Hurricane Earl and Tropical Storm Fiona in a satellite image taken August 31, 2010.

Credit: Reuters/NOAA

MIAMI | Tue Aug 31, 2010 7:25pm EDT

MIAMI (Reuters) - Powerful Hurricane Earl churned toward the eastern seaboard on Tuesday and looked to sideswipe the densely populated coast from North Carolina to New England, the U.S. National Hurricane Center said.

Forecasters expected the main core of the Category 4 hurricane to stay offshore as Earl moved parallel to the coast during the upcoming Labor Day holiday weekend that traditionally marks the end of summer.

A hurricane watch was issued for most of the North Carolina coastline as officials warned any westward deviation from the forecast track could prompt coastal evacuations or even bring the storm ashore.

"A small error of 100 miles in the wrong direction could be a huge impact difference," National Hurricane Center Director Bill Read told a conference call with journalists.

"Even a minor shift back to the west could bring impacts to portions of the coastline from the mid-Atlantic northwards."

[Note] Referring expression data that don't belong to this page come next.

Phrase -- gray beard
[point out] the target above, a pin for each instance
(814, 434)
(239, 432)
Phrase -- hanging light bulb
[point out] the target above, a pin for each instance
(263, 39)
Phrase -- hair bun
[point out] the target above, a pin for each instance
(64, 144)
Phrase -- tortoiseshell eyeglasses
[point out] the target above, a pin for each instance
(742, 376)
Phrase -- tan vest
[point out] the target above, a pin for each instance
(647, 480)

The hurricane watch, issued by the Miami-based hurricane center, alerts residents that hurricane conditions -- sustained winds of 74 mph -- are possible within 48 hours. It covered the North Carolina coastline from Surf City to Duck, including the Pamlico and Albemarle Sounds.

Earl, the second major hurricane of the 2010 Atlantic season, was moving west-northwest in the open Atlantic on Tuesday, keeping well east of the Turks and Caicos Islands.

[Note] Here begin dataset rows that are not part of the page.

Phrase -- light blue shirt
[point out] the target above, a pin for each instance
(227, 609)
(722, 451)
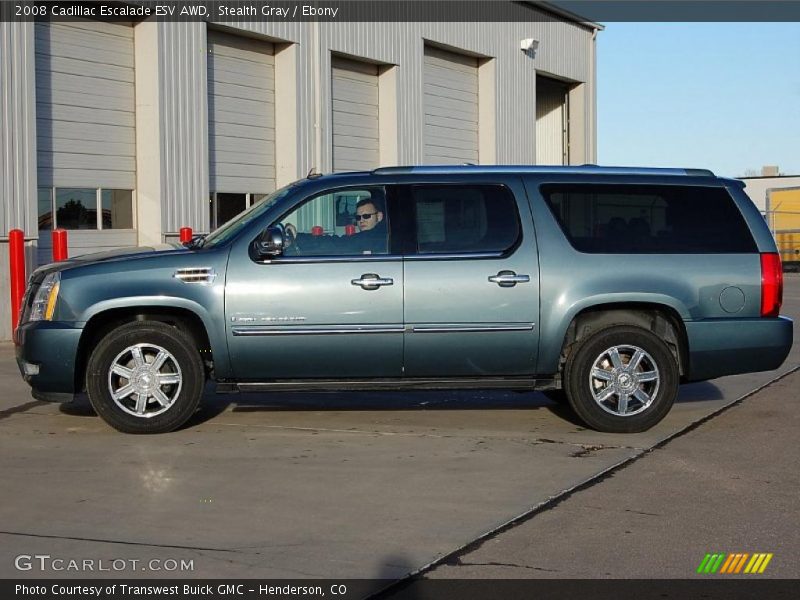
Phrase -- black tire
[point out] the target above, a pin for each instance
(623, 384)
(183, 363)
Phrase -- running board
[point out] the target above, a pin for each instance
(399, 384)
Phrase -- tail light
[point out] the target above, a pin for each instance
(771, 284)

At 5 p.m. (2100 GMT), it was centered about 1,000 miles south-southeast of Cape Hatteras, North Carolina.

Earl was forecast to clip the barrier islands of North Carolina's Outer Banks on Thursday night and bring drenching rain, rough seas, pounding surf and gusting wind to the Atlantic Coast from North Carolina to New England and Atlantic Canada.

Evacuations were ordered, or expected, for Wednesday for the most vulnerable spots on the Outer Banks, including the Cape Lookout National Seashore and Ocracoke Island, which has about 800 year-round residents and is accessible only by boat. It is one of the barrier islands where the pirate Blackbeard once roamed.

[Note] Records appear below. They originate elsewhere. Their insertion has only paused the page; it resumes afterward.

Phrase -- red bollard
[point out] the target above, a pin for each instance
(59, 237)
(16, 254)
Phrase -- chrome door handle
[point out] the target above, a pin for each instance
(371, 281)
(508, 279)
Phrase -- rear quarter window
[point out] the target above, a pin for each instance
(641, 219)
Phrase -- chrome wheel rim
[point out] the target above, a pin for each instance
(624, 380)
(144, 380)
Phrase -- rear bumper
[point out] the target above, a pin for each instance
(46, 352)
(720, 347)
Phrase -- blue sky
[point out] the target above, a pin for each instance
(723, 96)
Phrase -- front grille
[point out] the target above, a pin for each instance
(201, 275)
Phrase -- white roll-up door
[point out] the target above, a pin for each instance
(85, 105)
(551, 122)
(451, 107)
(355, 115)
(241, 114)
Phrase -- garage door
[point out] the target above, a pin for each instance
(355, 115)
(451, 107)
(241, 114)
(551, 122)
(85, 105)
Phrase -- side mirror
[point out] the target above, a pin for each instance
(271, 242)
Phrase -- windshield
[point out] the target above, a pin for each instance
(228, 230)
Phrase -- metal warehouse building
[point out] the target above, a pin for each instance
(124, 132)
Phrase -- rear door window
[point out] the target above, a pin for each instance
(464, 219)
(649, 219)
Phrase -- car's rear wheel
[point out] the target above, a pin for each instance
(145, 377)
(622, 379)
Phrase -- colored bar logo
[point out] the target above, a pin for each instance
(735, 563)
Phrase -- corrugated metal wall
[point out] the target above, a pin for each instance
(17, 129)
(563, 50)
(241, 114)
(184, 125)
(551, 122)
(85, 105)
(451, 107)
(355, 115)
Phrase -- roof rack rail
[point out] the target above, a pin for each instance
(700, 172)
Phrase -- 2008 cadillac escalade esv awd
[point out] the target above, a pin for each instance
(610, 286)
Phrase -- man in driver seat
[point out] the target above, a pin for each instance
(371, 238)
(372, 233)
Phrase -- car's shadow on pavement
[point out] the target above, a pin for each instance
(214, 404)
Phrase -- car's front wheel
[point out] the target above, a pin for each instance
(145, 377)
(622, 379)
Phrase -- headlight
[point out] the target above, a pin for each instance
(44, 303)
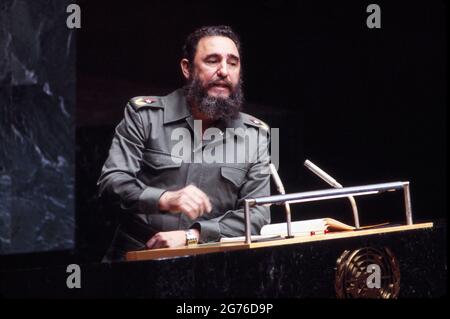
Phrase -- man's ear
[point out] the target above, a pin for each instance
(184, 63)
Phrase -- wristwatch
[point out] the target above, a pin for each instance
(191, 238)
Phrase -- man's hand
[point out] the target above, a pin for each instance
(189, 200)
(169, 239)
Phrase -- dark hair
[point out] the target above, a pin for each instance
(190, 45)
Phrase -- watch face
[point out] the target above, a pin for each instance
(191, 239)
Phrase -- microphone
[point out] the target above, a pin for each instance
(287, 207)
(331, 181)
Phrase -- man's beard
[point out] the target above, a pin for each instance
(215, 108)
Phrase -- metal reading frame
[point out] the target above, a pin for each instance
(328, 194)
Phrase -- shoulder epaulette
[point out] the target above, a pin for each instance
(142, 102)
(253, 121)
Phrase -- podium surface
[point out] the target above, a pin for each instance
(222, 247)
(412, 262)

Earl had top sustained winds of 135 miles per hour, making it a Category 4 storm on the five-step Saffir-Simpson intensity scale. It was expected to stay just shy of a maximum Category 5.

SOME UNCERTAINTY OVER FINAL PATH

It was too early to predict how close the hurricane would come to New York when it churned offshore east of the city during the weekend.

"We're just telling everybody to keep their eyes on the track and just keep checking back," hurricane center meteorologist Barry Baxter said.

The hurricane center said Earl's forecast track in the coming days shifted slightly to the west, which could bring its outer fringes closer to the U.S. coast.

U.S. and Canadian East Coast oil refiners said they were monitoring Earl but that it was too early to begin to take any precautionary measures.

Hurricane Earl posed no threat to major U.S. oil and gas installations in the Gulf of Mexico.

Tropical storm warnings and watches were in effect for the Turks and Caicos, where flights were suspended, and for the sparsely populated southeast Bahamas.

On Monday, Earl battered the northeastern Caribbean islands and Puerto Rico, downing power lines, blowing off roofs, toppling trees and causing some flooding. There were no immediate reports of casualties.

"We have been quite fortunate. We did not take a direct hit ... it was not as serious as it could have been," Puerto Rico Governor Luis Fortuno told CNN.

Tropical Storm Fiona followed in Earl's wake on a similar path, though farther east.

At 5 p.m. EDT (2100 GMT), Fiona was 270 miles east of the Caribbean Leeward Islands on a course that was expected to take it northeast of those islands on Wednesday. Most forecast models kept Fiona far away from the Gulf of Mexico.

With sustained winds of 40 mph, Fiona was just barely a tropical storm and the much more powerful Earl was hindering Fiona's development. Earl churned up the seas and brought cold water to the surface, starving Fiona of the warm water needed for rapid strengthening.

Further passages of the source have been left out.